Over the next 25 years, some 86% of the world’s extremely poor will live in sub-Saharan Africa. This is and will be the result of poor policy choices and decisions that have failed to generate pro-poor growth, as in places like China, South Korea, Japan, Indonesia and elsewhere.

Today, enormous entrepreneurial energy is waiting to be unleashed. However, to create world-class businesses with good jobs, a favorable political environment must exist – one that helps them overcome the challenges posed by the history, location and perception of the continent. Africa is teeming with old and new entrepreneurs eager to build world-class businesses that tackle the social, political and environmental issues facing the continent with beneficial implications for economic growth.

African leaders must show a sense of urgency, crisis really, to build a business as usual offramp. Maybe a little anomaly – like inclusive growth and development – will be beneficial.
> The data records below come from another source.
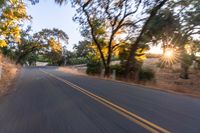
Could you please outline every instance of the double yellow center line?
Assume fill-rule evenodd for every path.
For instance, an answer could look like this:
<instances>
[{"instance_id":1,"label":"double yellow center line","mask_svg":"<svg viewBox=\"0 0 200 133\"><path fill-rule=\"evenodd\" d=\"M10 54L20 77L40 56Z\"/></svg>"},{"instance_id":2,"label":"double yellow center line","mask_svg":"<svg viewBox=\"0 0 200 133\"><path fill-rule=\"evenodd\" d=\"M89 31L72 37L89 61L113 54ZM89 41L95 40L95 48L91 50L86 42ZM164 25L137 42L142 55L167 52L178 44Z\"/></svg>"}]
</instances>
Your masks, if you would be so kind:
<instances>
[{"instance_id":1,"label":"double yellow center line","mask_svg":"<svg viewBox=\"0 0 200 133\"><path fill-rule=\"evenodd\" d=\"M158 125L156 125L156 124L154 124L154 123L152 123L152 122L150 122L150 121L148 121L148 120L146 120L146 119L144 119L144 118L142 118L142 117L140 117L140 116L138 116L138 115L136 115L136 114L134 114L134 113L112 103L112 102L110 102L110 101L108 101L108 100L106 100L105 98L102 98L100 96L95 95L94 93L87 91L87 90L81 88L80 86L77 86L77 85L75 85L75 84L73 84L73 83L71 83L71 82L69 82L65 79L62 79L62 78L55 76L51 73L48 73L46 71L43 71L43 70L40 70L40 71L48 74L49 76L51 76L51 77L53 77L53 78L55 78L59 81L64 82L65 84L71 86L75 90L82 92L83 94L85 94L88 97L92 98L93 100L105 105L106 107L110 108L111 110L119 113L120 115L124 116L125 118L129 119L130 121L142 126L143 128L145 128L149 132L152 132L152 133L170 133L170 131L168 131L168 130L166 130L166 129L164 129L164 128L162 128L162 127L160 127L160 126L158 126Z\"/></svg>"}]
</instances>

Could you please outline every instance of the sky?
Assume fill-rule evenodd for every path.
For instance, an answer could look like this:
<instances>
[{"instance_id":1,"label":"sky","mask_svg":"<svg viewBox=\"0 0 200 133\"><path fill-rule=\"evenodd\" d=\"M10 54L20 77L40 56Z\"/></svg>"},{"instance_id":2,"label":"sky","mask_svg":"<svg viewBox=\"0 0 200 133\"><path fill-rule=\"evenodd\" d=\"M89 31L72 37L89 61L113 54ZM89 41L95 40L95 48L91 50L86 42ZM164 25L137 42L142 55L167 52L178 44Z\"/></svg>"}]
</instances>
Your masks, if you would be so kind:
<instances>
[{"instance_id":1,"label":"sky","mask_svg":"<svg viewBox=\"0 0 200 133\"><path fill-rule=\"evenodd\" d=\"M31 22L33 33L44 28L61 29L69 36L67 45L69 50L82 39L78 23L72 20L75 9L70 4L59 6L54 0L40 0L36 5L27 3L27 13L33 17Z\"/></svg>"},{"instance_id":2,"label":"sky","mask_svg":"<svg viewBox=\"0 0 200 133\"><path fill-rule=\"evenodd\" d=\"M33 17L31 26L33 33L44 28L58 28L63 30L69 36L69 44L67 49L72 51L74 44L78 44L82 40L79 32L79 24L72 20L75 9L70 4L59 6L54 0L40 0L36 5L27 3L27 13ZM151 47L150 53L161 54L160 47Z\"/></svg>"}]
</instances>

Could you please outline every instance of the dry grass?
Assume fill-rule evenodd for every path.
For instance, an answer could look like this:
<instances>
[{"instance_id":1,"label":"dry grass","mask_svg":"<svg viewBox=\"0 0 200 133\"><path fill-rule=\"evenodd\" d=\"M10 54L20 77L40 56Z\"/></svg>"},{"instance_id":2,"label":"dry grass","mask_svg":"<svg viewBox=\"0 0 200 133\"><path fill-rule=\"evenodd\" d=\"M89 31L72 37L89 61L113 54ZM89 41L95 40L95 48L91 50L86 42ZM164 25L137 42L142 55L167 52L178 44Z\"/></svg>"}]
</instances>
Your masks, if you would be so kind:
<instances>
[{"instance_id":1,"label":"dry grass","mask_svg":"<svg viewBox=\"0 0 200 133\"><path fill-rule=\"evenodd\" d=\"M0 96L9 92L9 86L14 81L19 66L16 66L13 61L0 55L0 65L2 66L2 76L0 79Z\"/></svg>"}]
</instances>

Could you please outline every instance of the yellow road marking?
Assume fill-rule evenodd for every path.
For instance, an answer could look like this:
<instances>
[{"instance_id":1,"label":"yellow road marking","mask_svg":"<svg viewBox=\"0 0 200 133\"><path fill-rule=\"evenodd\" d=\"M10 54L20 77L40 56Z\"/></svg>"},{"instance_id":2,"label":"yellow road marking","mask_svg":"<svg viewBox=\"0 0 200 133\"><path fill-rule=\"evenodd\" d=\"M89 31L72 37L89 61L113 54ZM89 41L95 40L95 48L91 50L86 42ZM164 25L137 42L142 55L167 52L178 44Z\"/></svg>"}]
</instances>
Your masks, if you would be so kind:
<instances>
[{"instance_id":1,"label":"yellow road marking","mask_svg":"<svg viewBox=\"0 0 200 133\"><path fill-rule=\"evenodd\" d=\"M57 76L55 76L51 73L48 73L48 72L43 71L43 70L41 70L41 71L48 74L51 77L56 78L59 81L64 82L65 84L71 86L75 90L82 92L83 94L85 94L85 95L89 96L90 98L94 99L95 101L105 105L106 107L110 108L111 110L113 110L113 111L119 113L120 115L126 117L127 119L131 120L132 122L137 123L138 125L142 126L143 128L145 128L146 130L148 130L152 133L160 133L160 132L161 133L170 133L170 131L168 131L168 130L166 130L166 129L164 129L164 128L162 128L162 127L160 127L160 126L158 126L158 125L156 125L156 124L154 124L154 123L152 123L152 122L150 122L150 121L148 121L148 120L146 120L146 119L144 119L144 118L142 118L142 117L140 117L140 116L138 116L138 115L136 115L136 114L134 114L134 113L132 113L132 112L130 112L130 111L128 111L128 110L126 110L126 109L104 99L104 98L102 98L102 97L100 97L100 96L97 96L92 92L89 92L89 91L87 91L87 90L67 81L67 80L64 80L60 77L57 77Z\"/></svg>"}]
</instances>

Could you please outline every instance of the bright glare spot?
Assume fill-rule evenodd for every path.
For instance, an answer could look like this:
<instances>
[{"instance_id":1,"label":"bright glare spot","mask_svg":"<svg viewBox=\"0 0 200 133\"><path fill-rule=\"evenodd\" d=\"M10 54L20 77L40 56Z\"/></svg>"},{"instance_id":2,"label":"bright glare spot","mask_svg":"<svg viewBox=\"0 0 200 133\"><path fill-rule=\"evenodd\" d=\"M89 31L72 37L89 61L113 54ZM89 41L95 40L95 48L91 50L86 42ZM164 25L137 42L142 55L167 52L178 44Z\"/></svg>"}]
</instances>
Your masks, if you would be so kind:
<instances>
[{"instance_id":1,"label":"bright glare spot","mask_svg":"<svg viewBox=\"0 0 200 133\"><path fill-rule=\"evenodd\" d=\"M164 56L166 58L173 58L174 56L174 50L173 49L166 49Z\"/></svg>"},{"instance_id":2,"label":"bright glare spot","mask_svg":"<svg viewBox=\"0 0 200 133\"><path fill-rule=\"evenodd\" d=\"M177 62L179 52L176 48L166 48L161 60L166 65L172 65Z\"/></svg>"}]
</instances>

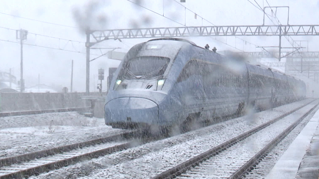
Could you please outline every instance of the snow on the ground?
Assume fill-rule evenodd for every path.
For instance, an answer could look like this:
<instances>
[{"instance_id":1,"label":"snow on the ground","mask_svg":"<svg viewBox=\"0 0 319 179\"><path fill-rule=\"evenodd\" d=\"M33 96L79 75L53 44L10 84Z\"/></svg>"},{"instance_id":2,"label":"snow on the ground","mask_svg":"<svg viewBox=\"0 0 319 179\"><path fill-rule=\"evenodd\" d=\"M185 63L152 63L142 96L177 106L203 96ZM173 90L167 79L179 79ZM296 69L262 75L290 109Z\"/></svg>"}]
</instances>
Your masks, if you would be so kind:
<instances>
[{"instance_id":1,"label":"snow on the ground","mask_svg":"<svg viewBox=\"0 0 319 179\"><path fill-rule=\"evenodd\" d=\"M0 117L0 158L123 132L76 112Z\"/></svg>"},{"instance_id":2,"label":"snow on the ground","mask_svg":"<svg viewBox=\"0 0 319 179\"><path fill-rule=\"evenodd\" d=\"M233 119L32 178L150 178L311 100Z\"/></svg>"}]
</instances>

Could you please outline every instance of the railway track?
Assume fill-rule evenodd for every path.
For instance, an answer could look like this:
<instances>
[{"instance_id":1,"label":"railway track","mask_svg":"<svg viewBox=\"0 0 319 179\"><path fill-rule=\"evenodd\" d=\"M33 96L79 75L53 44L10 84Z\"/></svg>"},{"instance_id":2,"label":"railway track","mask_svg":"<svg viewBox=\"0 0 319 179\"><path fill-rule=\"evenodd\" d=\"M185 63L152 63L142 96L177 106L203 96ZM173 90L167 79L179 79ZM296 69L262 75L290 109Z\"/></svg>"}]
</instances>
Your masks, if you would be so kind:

Madness is often said to be “doing the same thing over and over and expecting different results” – a cliché often repeated in a world that seems slow to learn from its mistakes. Yet when it comes to political machinations to spur economic growth, African leaders seem to be doing the same things over and over again in the hope that somehow things will get better – or worse. less will improve. less bad. This approach (bogus, in fact) speaks of a leadership comfortable with the bare minimum and a population that feels in part powerless to make a difference. The poverty reduction project did not work; it’s time to demand opportunities that create prosperity.

If we look at the past six decades, it is difficult to make progress in the transformation of African economies given the legacy of its heavy past and the complexity of the political economy of the countries. But the option of not doing more will be more detrimental to its stability. Africa, its leaders and its people must therefore improve to change course and try other options. There is, after all, a varied and comprehensive menu of lessons on what success might look like. DM

Marie-Noëlle Nwokolo is a researcher at the Brenthurst Foundation, where she directs her podcast channel.